Scientists from Salk Institute have found that roundworms go through a teenager stage. Adolescent worms differ in behavior from adults even though they appear to have the same neurons. These young worms are less predictable and not as efficient at finding food. This may allow for flexibility in a potentially changing environment. The findings were just published in the journal eNeuro.
Juveniles and adults tend to differ in behavior but most previous studies have focused on mammals. Interestingly, scientists have observed differences in behavior between mature and adolescent Caenorhabditis elegans worms. C. elegans is a common scientific model used in research because they are small, transparent, and have simple genomes. Also called roundworms, they are some of the simplest organisms that still have true nervous systems.
Researchers noticed that adolescent C. elegans worms behaved a bit more erratically than adults. Adolescent worms were also much less efficient at finding food. Interestingly, adults and adolescent roundworms share the same exact neurons. To better observe what was happening, the team placed worms in the middle of shallow dishes. The researchers then placed a drop of diacetyl, a chemical that smells like buttery popcorn, on one side of the dish. C. elegans worms would normally show a strong preference for diacetyl as a food source but the adults were much quicker to respond to the smell.
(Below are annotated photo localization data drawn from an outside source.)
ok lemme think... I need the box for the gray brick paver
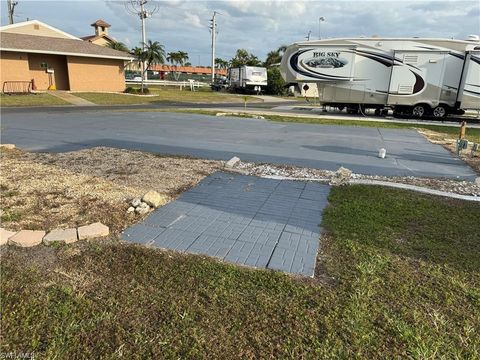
[123,172,330,277]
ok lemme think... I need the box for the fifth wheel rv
[281,37,480,118]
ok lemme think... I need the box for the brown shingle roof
[81,34,116,43]
[91,19,111,28]
[0,32,133,60]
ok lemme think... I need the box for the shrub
[265,67,286,96]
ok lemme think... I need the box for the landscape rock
[142,190,167,208]
[0,144,16,150]
[135,202,150,214]
[475,177,480,187]
[77,222,109,241]
[0,228,17,246]
[8,230,45,247]
[131,198,142,207]
[43,228,78,245]
[225,156,241,168]
[330,166,352,185]
[127,206,135,213]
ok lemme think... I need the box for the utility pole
[125,0,158,91]
[210,11,217,84]
[140,0,147,82]
[7,0,18,24]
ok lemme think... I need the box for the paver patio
[122,172,330,276]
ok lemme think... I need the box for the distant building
[149,65,228,78]
[81,19,116,47]
[0,20,133,92]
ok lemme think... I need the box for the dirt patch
[418,128,480,174]
[0,148,221,233]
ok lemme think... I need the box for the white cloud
[184,12,203,28]
[1,0,478,64]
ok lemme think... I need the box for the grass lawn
[74,88,259,105]
[1,185,479,358]
[0,93,69,107]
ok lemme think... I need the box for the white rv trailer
[281,37,480,118]
[229,66,268,93]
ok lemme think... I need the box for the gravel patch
[235,162,480,197]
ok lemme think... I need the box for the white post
[318,17,325,40]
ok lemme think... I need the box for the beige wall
[0,51,30,89]
[67,56,125,92]
[28,53,69,90]
[2,23,73,39]
[90,37,111,47]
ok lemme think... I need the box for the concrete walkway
[123,172,330,277]
[47,91,96,106]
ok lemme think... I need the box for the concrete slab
[8,230,45,247]
[1,110,475,179]
[122,172,330,276]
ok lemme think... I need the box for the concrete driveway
[1,109,475,179]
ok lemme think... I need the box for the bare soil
[418,128,480,174]
[0,147,221,233]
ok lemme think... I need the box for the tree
[106,41,129,53]
[215,58,229,69]
[265,67,286,95]
[137,40,166,92]
[263,45,288,67]
[166,51,189,80]
[230,49,261,67]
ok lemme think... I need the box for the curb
[227,169,480,202]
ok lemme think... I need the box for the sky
[1,0,479,66]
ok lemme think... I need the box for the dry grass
[0,148,221,233]
[0,93,70,107]
[418,128,480,174]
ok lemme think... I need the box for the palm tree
[167,51,189,80]
[106,41,129,53]
[264,45,288,67]
[215,58,229,69]
[137,40,166,92]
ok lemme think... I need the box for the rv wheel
[432,105,447,118]
[412,105,426,118]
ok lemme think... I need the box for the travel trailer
[229,66,268,93]
[281,37,480,118]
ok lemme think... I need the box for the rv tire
[432,105,447,118]
[412,104,427,118]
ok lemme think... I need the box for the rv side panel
[458,51,480,110]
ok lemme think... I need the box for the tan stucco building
[0,20,133,92]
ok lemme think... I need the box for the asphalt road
[1,109,475,180]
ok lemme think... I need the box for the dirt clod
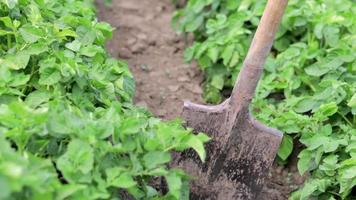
[178,76,190,82]
[168,85,180,92]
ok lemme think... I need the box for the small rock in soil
[168,85,180,92]
[167,34,182,45]
[146,14,155,21]
[282,169,289,178]
[119,47,132,59]
[139,64,150,72]
[130,42,147,54]
[127,37,137,46]
[187,70,197,78]
[171,47,180,54]
[171,95,178,100]
[293,173,306,185]
[186,84,203,94]
[178,76,189,82]
[181,64,190,69]
[165,69,174,78]
[275,165,283,174]
[137,32,148,42]
[156,5,165,12]
[192,85,203,94]
[148,40,157,46]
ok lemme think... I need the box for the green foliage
[0,0,209,199]
[174,0,356,199]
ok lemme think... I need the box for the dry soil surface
[96,0,304,199]
[96,0,204,120]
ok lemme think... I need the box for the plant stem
[338,112,353,127]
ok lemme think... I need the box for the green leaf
[347,94,356,107]
[165,171,183,199]
[0,29,11,35]
[114,173,136,189]
[303,135,328,151]
[207,47,219,63]
[26,42,49,55]
[0,67,11,83]
[229,52,240,67]
[80,45,102,57]
[277,134,293,160]
[300,179,331,200]
[1,0,17,9]
[226,0,239,10]
[0,17,14,29]
[95,22,114,38]
[305,58,344,77]
[143,151,171,169]
[184,46,196,62]
[314,102,338,118]
[77,26,96,45]
[145,186,158,198]
[119,117,146,135]
[338,159,356,196]
[19,25,44,43]
[323,26,339,47]
[58,29,77,38]
[298,150,312,175]
[186,133,209,162]
[39,68,61,85]
[294,97,318,113]
[319,155,338,176]
[106,168,137,189]
[185,15,204,32]
[65,40,81,52]
[57,139,94,182]
[25,90,50,108]
[314,23,324,39]
[8,73,30,87]
[210,75,224,90]
[221,44,235,66]
[56,185,86,200]
[0,177,11,199]
[0,52,30,70]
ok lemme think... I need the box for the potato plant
[174,0,356,199]
[0,0,209,199]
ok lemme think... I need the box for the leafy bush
[0,0,208,199]
[174,0,356,199]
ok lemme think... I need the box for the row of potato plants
[0,0,208,199]
[173,0,355,199]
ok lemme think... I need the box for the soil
[95,0,203,120]
[95,0,305,199]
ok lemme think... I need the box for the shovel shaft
[230,0,288,110]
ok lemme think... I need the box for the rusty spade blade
[172,0,289,199]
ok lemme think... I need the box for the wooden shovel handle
[230,0,288,110]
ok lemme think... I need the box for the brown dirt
[95,0,304,199]
[96,0,203,120]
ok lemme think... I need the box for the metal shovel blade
[176,100,282,199]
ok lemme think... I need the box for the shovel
[173,0,289,199]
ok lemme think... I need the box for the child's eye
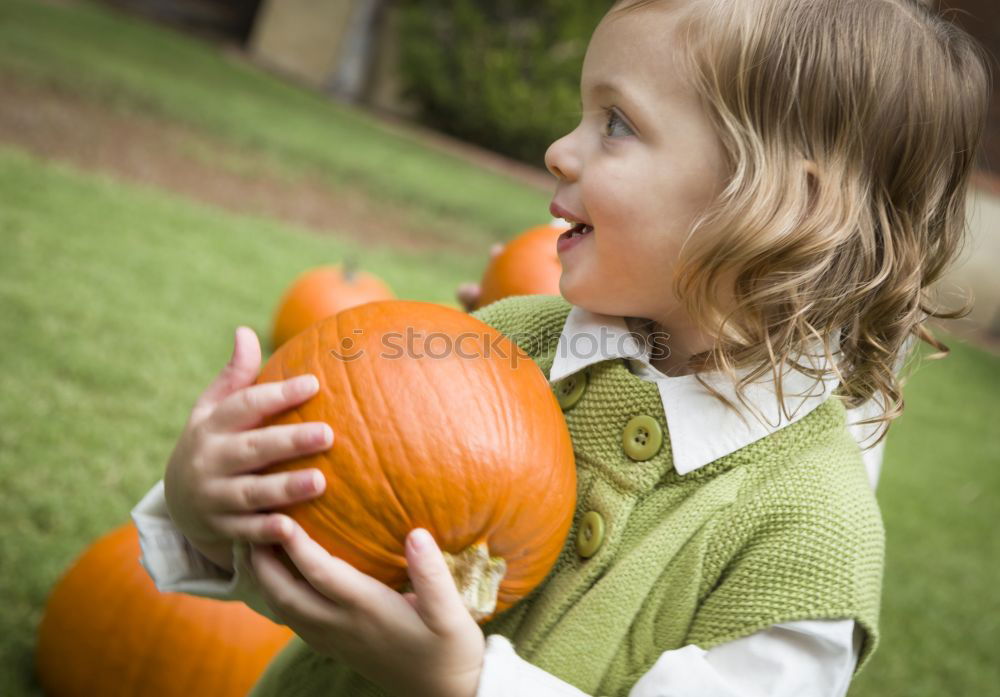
[602,108,635,138]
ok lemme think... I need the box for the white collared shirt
[130,304,895,697]
[550,305,890,486]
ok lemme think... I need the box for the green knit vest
[248,295,884,697]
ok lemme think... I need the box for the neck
[625,313,716,377]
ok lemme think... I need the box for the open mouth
[559,222,594,240]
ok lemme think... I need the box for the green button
[576,511,605,558]
[622,415,663,461]
[554,371,587,410]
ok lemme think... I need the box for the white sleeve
[130,479,284,624]
[476,619,861,697]
[694,619,862,697]
[476,634,591,697]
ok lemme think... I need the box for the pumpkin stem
[404,541,506,621]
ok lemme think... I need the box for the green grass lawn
[0,0,550,244]
[0,145,491,694]
[1,1,998,696]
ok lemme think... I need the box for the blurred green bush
[396,0,608,168]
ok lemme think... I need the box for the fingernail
[292,374,319,394]
[299,469,325,493]
[409,528,433,553]
[276,517,292,537]
[294,471,314,494]
[230,327,244,360]
[313,424,333,445]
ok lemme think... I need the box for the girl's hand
[251,525,485,697]
[456,242,504,312]
[163,326,334,571]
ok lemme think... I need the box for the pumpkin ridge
[367,357,418,541]
[404,347,461,538]
[455,339,515,554]
[336,313,414,557]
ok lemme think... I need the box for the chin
[558,274,588,308]
[559,278,625,317]
[561,280,663,324]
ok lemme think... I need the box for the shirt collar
[549,305,840,475]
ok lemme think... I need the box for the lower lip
[556,228,593,253]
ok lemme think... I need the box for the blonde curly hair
[613,0,993,445]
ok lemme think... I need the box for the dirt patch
[0,73,547,253]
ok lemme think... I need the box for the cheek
[581,160,632,218]
[615,225,683,299]
[586,158,667,228]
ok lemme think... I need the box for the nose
[544,129,580,182]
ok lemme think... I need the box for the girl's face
[545,5,729,329]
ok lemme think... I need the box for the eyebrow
[580,80,626,108]
[580,80,642,117]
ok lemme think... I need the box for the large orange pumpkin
[271,263,394,349]
[473,221,570,310]
[36,522,293,697]
[257,300,577,621]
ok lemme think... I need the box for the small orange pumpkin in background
[36,522,293,697]
[257,300,577,622]
[271,262,394,349]
[473,221,570,310]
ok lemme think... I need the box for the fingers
[213,512,301,546]
[195,326,262,412]
[279,523,381,609]
[210,374,320,433]
[210,421,333,474]
[251,542,349,628]
[404,529,469,634]
[455,243,505,312]
[203,467,327,512]
[456,282,480,312]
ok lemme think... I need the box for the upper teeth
[560,217,591,228]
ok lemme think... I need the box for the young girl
[131,0,990,695]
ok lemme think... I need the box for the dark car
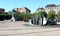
[46,19,57,25]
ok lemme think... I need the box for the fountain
[29,15,47,26]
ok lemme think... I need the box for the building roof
[13,7,31,13]
[0,8,5,10]
[24,7,31,12]
[45,4,57,8]
[37,7,44,10]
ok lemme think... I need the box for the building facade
[37,4,60,14]
[37,7,45,12]
[0,8,5,14]
[14,7,31,13]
The juvenile worms were still interested in the chemical but took different paths or moved slower. When the researchers added a repellent instead, both adults and adolescents showed the same escape behaviors. This shows that the juveniles had full use of their sensory neurons but were more flexible in behaviors—they knew to escape from dangerous chemicals but had yet to develop a strong preference for a single food source.
Further analysis revealed that the adolescent worms were using different neuron pairs than the adults. Adults used more neurons when finding food and switching these neurons off made them exhibit juvenile behavior. In other words, adolescent worms don’t use all of their neurons until they reach adulthood. This would potentially give them an evolutionary advantage since they could adapt their behaviors based on their home environment.
The team’s findings show that even the simplest of organisms go through a “teenager” stage where they behave differently from adults—even though they technically have the same sensory neurons. This allows them to adapt to an environment that may differ from the home of their parents.
Hale et al. Altered Sensory Code Drives Juvenile-to-Adult Behavioral Maturation in Caenorhabditis elegans. eNeuro (2017).